For, to Begin with what is Important, what Advantage is it to the World That...
For, to begin with what is important, what advantage is it to the world that the mightiest kings are here? What, that there are tyrants, lords, and other innumerable and very illustrious powers? What, that there are generals of the greatest experience in war, skilled in taking cities; soldiers steady and utterly invincible in battles of cavalry, or in fighting hand to hand on foot? What, that there are orators, grammarians, poets, writers, logicians, musicians, ballet-dancers, mimics, actors, singers, trumpeters, flute and reed players? What, that there are runners, boxers, charioteers, vaulters, [3664] walkers on stilts, rope-dancers, jugglers?
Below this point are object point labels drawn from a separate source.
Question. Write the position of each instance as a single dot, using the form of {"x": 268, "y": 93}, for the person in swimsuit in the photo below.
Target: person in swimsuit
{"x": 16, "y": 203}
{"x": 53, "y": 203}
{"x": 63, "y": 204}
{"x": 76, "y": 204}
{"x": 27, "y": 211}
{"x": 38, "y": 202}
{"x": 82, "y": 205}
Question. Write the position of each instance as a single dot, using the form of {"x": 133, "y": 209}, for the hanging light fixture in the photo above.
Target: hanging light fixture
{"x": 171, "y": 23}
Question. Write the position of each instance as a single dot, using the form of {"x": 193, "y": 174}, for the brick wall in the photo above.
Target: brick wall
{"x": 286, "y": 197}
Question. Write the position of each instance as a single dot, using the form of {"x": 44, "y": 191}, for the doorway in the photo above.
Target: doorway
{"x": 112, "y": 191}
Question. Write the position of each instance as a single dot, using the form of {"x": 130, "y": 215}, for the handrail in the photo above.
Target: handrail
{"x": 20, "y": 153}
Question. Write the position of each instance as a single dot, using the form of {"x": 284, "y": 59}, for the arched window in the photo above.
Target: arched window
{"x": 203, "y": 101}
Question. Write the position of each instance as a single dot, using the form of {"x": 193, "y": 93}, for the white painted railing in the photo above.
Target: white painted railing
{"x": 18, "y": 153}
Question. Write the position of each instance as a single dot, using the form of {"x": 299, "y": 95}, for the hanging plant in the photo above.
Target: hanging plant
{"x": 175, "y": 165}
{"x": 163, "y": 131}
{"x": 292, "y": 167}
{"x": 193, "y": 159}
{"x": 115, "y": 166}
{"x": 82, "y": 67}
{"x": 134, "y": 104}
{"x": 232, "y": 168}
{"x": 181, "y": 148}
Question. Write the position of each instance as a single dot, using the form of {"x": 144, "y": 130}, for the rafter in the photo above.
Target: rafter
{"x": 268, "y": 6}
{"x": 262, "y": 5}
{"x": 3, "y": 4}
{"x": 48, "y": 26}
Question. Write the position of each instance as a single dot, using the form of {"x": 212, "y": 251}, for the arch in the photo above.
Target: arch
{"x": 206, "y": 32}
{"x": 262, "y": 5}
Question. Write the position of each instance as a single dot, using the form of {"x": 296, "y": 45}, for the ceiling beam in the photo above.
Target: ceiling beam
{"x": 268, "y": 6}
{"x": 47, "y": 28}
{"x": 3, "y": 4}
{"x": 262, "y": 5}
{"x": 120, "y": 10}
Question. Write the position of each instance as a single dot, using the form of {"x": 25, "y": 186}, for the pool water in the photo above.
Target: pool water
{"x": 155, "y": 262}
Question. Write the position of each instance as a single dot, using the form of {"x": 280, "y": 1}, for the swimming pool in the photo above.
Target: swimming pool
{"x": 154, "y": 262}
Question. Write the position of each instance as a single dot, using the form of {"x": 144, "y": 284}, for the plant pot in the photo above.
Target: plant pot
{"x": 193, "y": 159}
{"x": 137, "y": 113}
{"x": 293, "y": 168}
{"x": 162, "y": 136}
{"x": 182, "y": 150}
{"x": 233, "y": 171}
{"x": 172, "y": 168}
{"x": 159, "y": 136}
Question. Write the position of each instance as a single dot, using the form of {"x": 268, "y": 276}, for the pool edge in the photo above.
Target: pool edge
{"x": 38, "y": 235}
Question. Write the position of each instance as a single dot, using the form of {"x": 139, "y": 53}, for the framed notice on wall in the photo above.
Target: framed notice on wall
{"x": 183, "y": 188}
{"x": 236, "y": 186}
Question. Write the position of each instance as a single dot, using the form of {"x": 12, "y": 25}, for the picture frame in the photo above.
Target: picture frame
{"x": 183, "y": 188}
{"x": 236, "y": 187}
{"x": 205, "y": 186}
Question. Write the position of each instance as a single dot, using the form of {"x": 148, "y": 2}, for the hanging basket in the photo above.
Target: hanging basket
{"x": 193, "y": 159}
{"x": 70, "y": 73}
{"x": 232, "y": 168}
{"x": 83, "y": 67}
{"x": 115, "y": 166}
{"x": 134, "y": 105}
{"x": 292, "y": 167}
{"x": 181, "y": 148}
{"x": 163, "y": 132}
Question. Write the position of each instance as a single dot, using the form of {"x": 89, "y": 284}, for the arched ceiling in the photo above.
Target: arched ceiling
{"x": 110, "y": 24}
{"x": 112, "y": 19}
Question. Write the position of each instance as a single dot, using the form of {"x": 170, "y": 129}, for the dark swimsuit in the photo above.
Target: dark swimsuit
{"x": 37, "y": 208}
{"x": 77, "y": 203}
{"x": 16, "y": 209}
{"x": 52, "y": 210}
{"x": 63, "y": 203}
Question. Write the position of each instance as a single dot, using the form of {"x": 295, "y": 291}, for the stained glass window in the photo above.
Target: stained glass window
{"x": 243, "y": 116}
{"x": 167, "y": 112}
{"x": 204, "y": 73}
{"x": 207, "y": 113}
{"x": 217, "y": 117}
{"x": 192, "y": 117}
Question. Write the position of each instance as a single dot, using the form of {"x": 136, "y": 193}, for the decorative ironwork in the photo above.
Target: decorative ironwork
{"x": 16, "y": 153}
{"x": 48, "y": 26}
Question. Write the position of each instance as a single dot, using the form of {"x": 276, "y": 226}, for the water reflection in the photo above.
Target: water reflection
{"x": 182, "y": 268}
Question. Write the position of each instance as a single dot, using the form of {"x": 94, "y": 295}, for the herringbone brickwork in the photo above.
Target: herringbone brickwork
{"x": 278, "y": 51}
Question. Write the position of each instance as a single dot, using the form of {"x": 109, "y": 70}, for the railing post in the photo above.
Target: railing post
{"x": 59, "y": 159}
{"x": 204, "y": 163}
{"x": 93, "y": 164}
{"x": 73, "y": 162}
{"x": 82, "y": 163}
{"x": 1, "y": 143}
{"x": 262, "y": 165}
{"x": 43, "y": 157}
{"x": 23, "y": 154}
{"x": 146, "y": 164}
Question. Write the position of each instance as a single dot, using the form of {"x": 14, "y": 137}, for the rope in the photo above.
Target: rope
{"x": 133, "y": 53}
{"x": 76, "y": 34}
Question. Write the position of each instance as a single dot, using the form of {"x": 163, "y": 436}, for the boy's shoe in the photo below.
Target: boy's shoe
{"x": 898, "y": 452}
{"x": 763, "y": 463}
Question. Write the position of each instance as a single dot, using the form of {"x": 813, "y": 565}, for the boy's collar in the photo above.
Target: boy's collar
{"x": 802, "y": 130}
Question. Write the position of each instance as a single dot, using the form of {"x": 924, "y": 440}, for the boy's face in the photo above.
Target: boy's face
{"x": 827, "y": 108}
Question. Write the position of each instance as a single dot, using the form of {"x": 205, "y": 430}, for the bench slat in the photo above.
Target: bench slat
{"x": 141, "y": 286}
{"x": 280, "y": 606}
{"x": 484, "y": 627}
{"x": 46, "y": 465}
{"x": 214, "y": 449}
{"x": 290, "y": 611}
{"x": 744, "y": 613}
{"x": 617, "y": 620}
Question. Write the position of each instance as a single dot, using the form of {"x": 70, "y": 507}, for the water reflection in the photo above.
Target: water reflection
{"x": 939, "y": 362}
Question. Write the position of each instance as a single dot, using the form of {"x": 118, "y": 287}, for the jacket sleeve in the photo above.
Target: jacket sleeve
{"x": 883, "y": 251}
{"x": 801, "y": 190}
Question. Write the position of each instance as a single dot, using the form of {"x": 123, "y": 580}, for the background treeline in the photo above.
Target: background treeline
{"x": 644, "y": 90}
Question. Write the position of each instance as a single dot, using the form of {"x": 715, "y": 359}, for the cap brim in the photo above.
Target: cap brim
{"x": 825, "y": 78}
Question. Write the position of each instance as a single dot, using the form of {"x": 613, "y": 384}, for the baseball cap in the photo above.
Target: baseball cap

What, that there are dealers in salt fish, salters, fishmongers, perfumers, goldsmiths, bird-catchers, weavers of winnowing fans and baskets of rushes? What, that there are fullers, workers in wool, embroiderers, cooks, confectioners, dealers in mules, pimps, butchers, harlots? What, that there are other kinds of dealers? What do the other kinds of professors and arts, for the enumeration of which all life would be too short, contribute to the plan and constitution [3665] of the world, that we should believe [3666] that it could not have been founded without men, and would not attain its completeness without the addition of [3667] a wretched and useless being's exertion? [3668]

Footnotes:

[3664] i.e., from one horse to another--desultores.

[3665] Rationibus et constitutionibus.

[3666] Lit., "it should be believed."

[3667] Lit., "unless there were joined."

[3668] So the ms., reading contentio, which Orelli would understand as meaning "contents," which may be correct. LB. reads conditio--"condition," ineptly; and Ursinus in the margin, completio--"the filling up."